Fue el primero, el único sueño – y desde entonces, desde entonces sólo siento una fe eterna, una inmutable confianza en el Cielo de la Noche, y en la luz de este cielo: la Amada. Novalis. Himnos a la Noche.

 

 

                En el Teatro de la Colina Verde, Isolde maldice y grita venganza contra aquél a quien, en otro tiempo, ella misma había salvado por dos veces de la muerte: al reconocer en él al matador de Morold y, pese a ello, al sanar, con su ciencia, la herida envenenada. Entonces, los ojos de Tristan fijos en los de la heredera de Irlanda detuvieron el golpe del acero… Ahora, en la orquesta, se suceden los motivos del Deseo, la Mirada y la Cólera.

Isolda. F.F.B. Dicksee

Una barca a la deriva

Tristán es arrebatado por las aguas de Irlanda. Azulejo de Chertsey

            Tristán vuelve a enfrentarse victorioso a los peligros de las aguas que suelen, en los relatos míticos (bajo nombres como Estigia o Leteo, para los pueblos del sur) separar la vida de la muerte. Si la primera vez (La herida envenenada) le devolvieron a la patria de sus antepasados para empezar a cumplir su destino, ahora le depositan en las costas de Irlanda, para sellarlo. En la versión alemana de Eilhart von Oberg (basada en la francesa de Béroul), el héroe, ante la pestilencia de su herida, suplica a Curvenal que le deje en una barca, a la merced del océano, con la única compañía de su arpa y su espada. Así se hace, pero el encanto de su música junto con el embrujo de las olas le llevan, sin timón y sin remos (lo representa el famoso azulejo de Chertsey), hasta el único lugar en donde podía ser curado, gracias a la mágica ciencia de la reina Isolda: hasta las costas de Irlanda. En la mitología celta, el de la barca sin timón y sin remos es un tema recurrente: en una de ellas viajarán Conn el de las Mil Batallas y su hijo Art, hasta la isla de un hada; también, en la leyenda griálica, la Nave de Salomón será una barca, sin rumbo ni timonel, que lleve a los caballeros Gallad, Perceval y Boores hasta el fabuloso reino de Sarraz. Pero el relato que más se acerca a nuestra historia es el que contiene un lai de Maria de Francia: el de Guigemar. En él, el protagonista, que sufre una herida en un muslo, sólo podrá ser curado por una mujer que le ame y que sufra por él. Embarcándose en una nave sin piloto, llegará hasta ella (a este respecto, puede resultar curioso recordar que Paris, el raptor de Helena, sólo puede ser curado por su primera mujer, la ninfa Enone que, cuando éste es herido de muerte en el sitio de Troya por la flecha envenenada de Filoctetes, se niega a auxiliar al que la había abandonado; poco después se arrepiente, pero ya es tarde: el héroe ha muerto y a ella sólo le queda arrojarse a su pira funeraria).

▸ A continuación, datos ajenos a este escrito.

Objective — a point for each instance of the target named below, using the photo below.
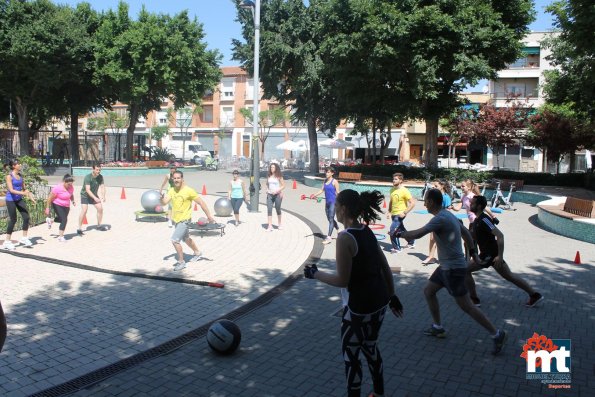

Gottfried (más cercano a la versión de Thomas) va a eliminar el elemento fantástico que encierra este episodio y nos dará una explicación racional del mismo: sabiendo que Gurnum el Audaz había decretado que cualquiera que llegara a su reino, desde las costas de Cornualles, debería ser ejecutado al instante, por el asesinato de su cuñado Morold, Tristán deja correr la voz de que irá hasta Salerno para curar su herida, pero, en realidad, se embarcará camino de Irlanda. Cuando divisa desde el mar la ciudad de Dublín, el héroe se viste con las ropas más miserables que encuentra en el barco y hace que le trasladen hasta un bote junto con su arpa y algo de comida. Al amanecer, los dublineses escuchan un melodioso sonido y una voz de hombre tan hermosa que toman la aparición por un milagro. Al rogarle que les cuente su historia, miente diciendo que es un juglar y comerciante venido de España, que ha sido despojado de sus bienes y herido por unos fieros piratas. Pronto, la fama de su música llegará hasta la reina Isolda que lo manda llevar hasta su castillo, reconoce el veneno de su herida, pregunta su nombre, asegura que le va a curar y le pide que toque y cante para ella y para su hija, la joven princesa que lleva su mismo nombre. El falso juglar, que dijo llamarse Tantris, obedeció a la soberana y tocó y cantó ante las damas de manera tan prodigiosa que pronto se ganó su admiración. Así que, empeñando en ello todo su saber, la reina de Irlanda le salvó de la muerte; y, cuando desapareció el hedor de su herida, le confió la educación de la joven Isolda que, gracias a su celo, afianzó sus ya grandes conocimientos y aprendió nuevas disciplinas tan importantes como el arte de las buenas maneras. Cuando el falso juglar recuperó del todo la salud, sintió miedo a ser reconocido y le pidió a la reina que le dejara volver a su ficticia patria junto a su inexistente esposa. Al poco tiempo, se hallaba sano y salvo en Cornualles para alegría del rey Marc que le nombra su heredero.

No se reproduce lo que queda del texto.